Two days ago Metz Magic wasn’t even in the field for the Group 1 National Sprint (520m) at Albion Park.
On Thursday night the veteran of just seven race starts, and still a fifth grader, Metz Magic (Bombastic Shiraz-Witheren’s Girl) landed the National final in 30.04 for owner Bill Crooks and trainer Ron Ball.
It is a partnership that has already tasted Group 1 success with Mr Metz two years ago in the Brisbane Cup.
Metz Magic ($10) scored by a length and a half over the fast finishing Cold Fusion ($2.80) with a length to early leader Allen Hertz ($5.60) in third.
It was his fifth win in just eight starts.
Metz Magic got a start in the final only after two scratchings. Originally he had come up with box one but an hour later that was changed to box five when a RQL mistake had been rectified. It was an omen.
Mr Metz had won the Brisbane Cup from box five. Ron Ball’s other National Sprint winner, champion Flying Amy, also drew box five when she won.
Bill Crooks names his dogs “Metz” after the Metz Café in Canungra owned and run by his wife Diane.
But Bill heaped praise on his 84-year-old father Jim after the victory. “Dad does so much of the work at home with the pups,” said Bill. “He is upstairs in the dining room crying. He’s very emotional.”
Ball is planning to step Metz Magic up in distance in the not too distant future.
“He’s got no early speed,” said Crooks. “Ron said he won’t mess about much with him. He will step up in distance soon.”

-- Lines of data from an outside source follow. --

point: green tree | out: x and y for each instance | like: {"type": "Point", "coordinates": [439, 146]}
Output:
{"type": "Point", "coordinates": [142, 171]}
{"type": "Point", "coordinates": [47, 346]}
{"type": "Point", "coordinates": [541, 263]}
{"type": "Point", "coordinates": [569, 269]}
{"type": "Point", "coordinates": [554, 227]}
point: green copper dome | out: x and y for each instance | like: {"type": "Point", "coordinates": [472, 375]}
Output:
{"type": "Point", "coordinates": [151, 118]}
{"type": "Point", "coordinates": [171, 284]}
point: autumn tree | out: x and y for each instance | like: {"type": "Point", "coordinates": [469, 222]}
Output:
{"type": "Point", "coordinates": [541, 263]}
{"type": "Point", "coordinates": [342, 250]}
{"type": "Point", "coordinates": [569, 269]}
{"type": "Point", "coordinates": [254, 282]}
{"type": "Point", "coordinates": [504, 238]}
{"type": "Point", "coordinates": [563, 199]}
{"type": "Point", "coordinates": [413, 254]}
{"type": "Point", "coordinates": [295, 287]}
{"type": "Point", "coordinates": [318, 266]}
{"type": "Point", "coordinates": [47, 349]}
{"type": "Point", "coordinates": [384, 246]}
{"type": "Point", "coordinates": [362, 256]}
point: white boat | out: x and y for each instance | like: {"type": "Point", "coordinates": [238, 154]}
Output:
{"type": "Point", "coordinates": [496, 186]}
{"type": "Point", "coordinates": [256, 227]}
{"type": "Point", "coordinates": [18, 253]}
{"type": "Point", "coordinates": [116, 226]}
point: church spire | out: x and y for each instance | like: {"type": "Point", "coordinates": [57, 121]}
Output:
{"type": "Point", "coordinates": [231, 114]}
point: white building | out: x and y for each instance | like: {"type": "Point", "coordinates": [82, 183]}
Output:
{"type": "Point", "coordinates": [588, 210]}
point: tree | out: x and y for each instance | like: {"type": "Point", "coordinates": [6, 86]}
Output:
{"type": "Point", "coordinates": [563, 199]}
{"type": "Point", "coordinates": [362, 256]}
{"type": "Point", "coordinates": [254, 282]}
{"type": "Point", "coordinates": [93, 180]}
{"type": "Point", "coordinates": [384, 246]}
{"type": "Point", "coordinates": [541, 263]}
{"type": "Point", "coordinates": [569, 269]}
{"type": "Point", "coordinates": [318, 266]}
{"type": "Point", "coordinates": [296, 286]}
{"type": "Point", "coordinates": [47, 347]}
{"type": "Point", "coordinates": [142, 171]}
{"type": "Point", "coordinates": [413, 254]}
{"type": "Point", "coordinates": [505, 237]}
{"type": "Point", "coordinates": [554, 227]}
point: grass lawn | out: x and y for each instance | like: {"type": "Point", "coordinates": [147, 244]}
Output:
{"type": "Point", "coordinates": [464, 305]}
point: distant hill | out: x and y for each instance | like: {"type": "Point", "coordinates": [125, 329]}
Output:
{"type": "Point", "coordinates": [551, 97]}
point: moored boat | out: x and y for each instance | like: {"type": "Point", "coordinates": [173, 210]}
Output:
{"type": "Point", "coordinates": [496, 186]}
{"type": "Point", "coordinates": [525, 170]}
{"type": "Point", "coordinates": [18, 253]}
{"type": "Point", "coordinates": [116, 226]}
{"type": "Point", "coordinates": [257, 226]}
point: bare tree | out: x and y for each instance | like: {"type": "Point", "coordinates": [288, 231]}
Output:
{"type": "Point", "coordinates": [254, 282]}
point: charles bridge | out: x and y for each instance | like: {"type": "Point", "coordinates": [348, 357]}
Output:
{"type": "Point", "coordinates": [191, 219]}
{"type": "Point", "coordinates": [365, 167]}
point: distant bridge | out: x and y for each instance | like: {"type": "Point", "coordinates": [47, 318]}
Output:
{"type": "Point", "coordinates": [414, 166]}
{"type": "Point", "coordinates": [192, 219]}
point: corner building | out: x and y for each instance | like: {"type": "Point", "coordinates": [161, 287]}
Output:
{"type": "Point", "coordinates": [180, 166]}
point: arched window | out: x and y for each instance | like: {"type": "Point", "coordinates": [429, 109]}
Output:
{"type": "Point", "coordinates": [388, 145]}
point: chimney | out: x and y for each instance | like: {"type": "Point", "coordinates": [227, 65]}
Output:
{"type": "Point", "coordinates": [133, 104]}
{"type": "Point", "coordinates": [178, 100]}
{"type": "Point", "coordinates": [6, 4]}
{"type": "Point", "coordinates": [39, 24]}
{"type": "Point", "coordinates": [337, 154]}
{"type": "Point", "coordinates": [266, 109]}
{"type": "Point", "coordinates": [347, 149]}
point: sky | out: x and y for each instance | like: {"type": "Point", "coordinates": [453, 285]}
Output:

“Awesome” was how Ron Ball described his second National Sprint victory. Big race trainers step up with big race successes and that’s what Ball did with Metz Magic easily the least experienced runner in the final.
Crooks described Metz Magic as “delicate”. “He’s a bit of a shy dog and Ron has had to handle him patiently,” said Bill. “He didn’t break in that well but when they got to Ron Ball’s kennel, he improves them a second.”

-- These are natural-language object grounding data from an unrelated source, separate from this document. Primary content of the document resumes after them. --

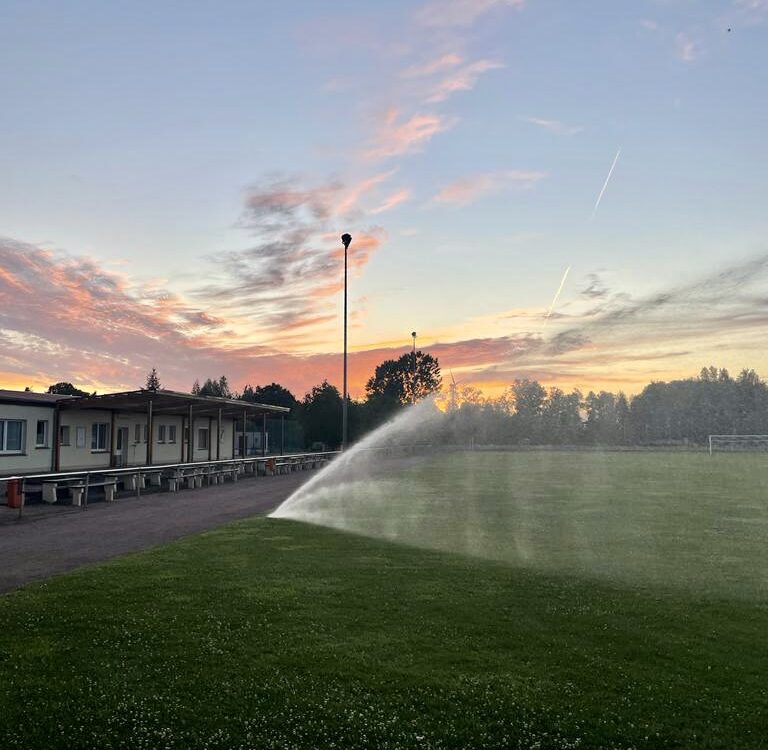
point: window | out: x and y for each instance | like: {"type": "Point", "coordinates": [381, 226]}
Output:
{"type": "Point", "coordinates": [41, 437]}
{"type": "Point", "coordinates": [99, 436]}
{"type": "Point", "coordinates": [202, 439]}
{"type": "Point", "coordinates": [11, 435]}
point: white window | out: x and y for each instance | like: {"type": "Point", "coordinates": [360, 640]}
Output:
{"type": "Point", "coordinates": [99, 436]}
{"type": "Point", "coordinates": [12, 435]}
{"type": "Point", "coordinates": [202, 439]}
{"type": "Point", "coordinates": [41, 437]}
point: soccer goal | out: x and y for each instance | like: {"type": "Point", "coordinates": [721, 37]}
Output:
{"type": "Point", "coordinates": [738, 443]}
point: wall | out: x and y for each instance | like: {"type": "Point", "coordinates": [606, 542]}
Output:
{"type": "Point", "coordinates": [33, 459]}
{"type": "Point", "coordinates": [72, 457]}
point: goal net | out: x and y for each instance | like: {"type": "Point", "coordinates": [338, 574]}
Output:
{"type": "Point", "coordinates": [738, 443]}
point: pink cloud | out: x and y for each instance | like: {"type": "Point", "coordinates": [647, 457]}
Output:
{"type": "Point", "coordinates": [447, 13]}
{"type": "Point", "coordinates": [554, 126]}
{"type": "Point", "coordinates": [396, 137]}
{"type": "Point", "coordinates": [391, 201]}
{"type": "Point", "coordinates": [463, 79]}
{"type": "Point", "coordinates": [436, 65]}
{"type": "Point", "coordinates": [469, 189]}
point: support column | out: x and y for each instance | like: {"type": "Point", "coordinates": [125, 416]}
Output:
{"type": "Point", "coordinates": [112, 439]}
{"type": "Point", "coordinates": [210, 436]}
{"type": "Point", "coordinates": [264, 434]}
{"type": "Point", "coordinates": [150, 432]}
{"type": "Point", "coordinates": [191, 438]}
{"type": "Point", "coordinates": [218, 436]}
{"type": "Point", "coordinates": [56, 455]}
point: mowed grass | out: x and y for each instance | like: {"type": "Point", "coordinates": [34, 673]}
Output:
{"type": "Point", "coordinates": [275, 634]}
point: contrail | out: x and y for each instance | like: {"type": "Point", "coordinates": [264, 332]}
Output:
{"type": "Point", "coordinates": [557, 294]}
{"type": "Point", "coordinates": [605, 185]}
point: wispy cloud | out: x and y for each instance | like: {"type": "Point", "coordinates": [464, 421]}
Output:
{"type": "Point", "coordinates": [447, 13]}
{"type": "Point", "coordinates": [554, 126]}
{"type": "Point", "coordinates": [462, 79]}
{"type": "Point", "coordinates": [436, 65]}
{"type": "Point", "coordinates": [472, 187]}
{"type": "Point", "coordinates": [397, 136]}
{"type": "Point", "coordinates": [391, 201]}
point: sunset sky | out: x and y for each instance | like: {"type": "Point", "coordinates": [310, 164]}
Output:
{"type": "Point", "coordinates": [174, 178]}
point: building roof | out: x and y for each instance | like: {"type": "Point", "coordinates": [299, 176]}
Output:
{"type": "Point", "coordinates": [28, 397]}
{"type": "Point", "coordinates": [174, 403]}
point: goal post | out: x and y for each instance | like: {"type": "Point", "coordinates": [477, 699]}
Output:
{"type": "Point", "coordinates": [738, 443]}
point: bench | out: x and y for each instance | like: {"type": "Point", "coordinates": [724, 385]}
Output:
{"type": "Point", "coordinates": [109, 486]}
{"type": "Point", "coordinates": [50, 487]}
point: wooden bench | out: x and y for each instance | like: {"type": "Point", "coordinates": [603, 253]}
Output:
{"type": "Point", "coordinates": [79, 489]}
{"type": "Point", "coordinates": [50, 487]}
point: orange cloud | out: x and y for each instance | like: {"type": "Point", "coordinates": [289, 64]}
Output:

And turns them into a Group 1 National Sprint winner.
Metz Magic’s victory follows the success in the National Sprint two years ago by Queenslander Dashing Corsair.
Metz Magic is a Black dog whelped May 2009 by Bombastic Shiraz from Witheren’s Girl (Placard x Berella Shantal). He is raced by William Crooks and trained by Ron Ball at Prenzlau in Queensland. He has now raced on eight occasions for five wins and one placings and the $75,000 first prize for the National Final of the Sprint Championship took his overall stake earnings to $82,877.
The field in finishing order after the placings with starting price, Point Two Over $28.10, Maybe Elite $14.50, Glen Gallon $3.30, Bogie King $8.50 and Hellyeah Jacko $49.20.
In 12 months time, the National Championships will head south to Hobart for the first time since 1987. The National sprint will be contested on a horse shoe shape and distance track for the first time since West Australian Fremantle Echo won the sprint over 457 at the Hobart Showgrounds in that year, Tassie’s only every winner Busy’s Vintage won the final at Harold Park in 1984 on a Horse Shoe.The distance final with be held for the first time since 1983 when won by Victorian Ten Guitars in 1983.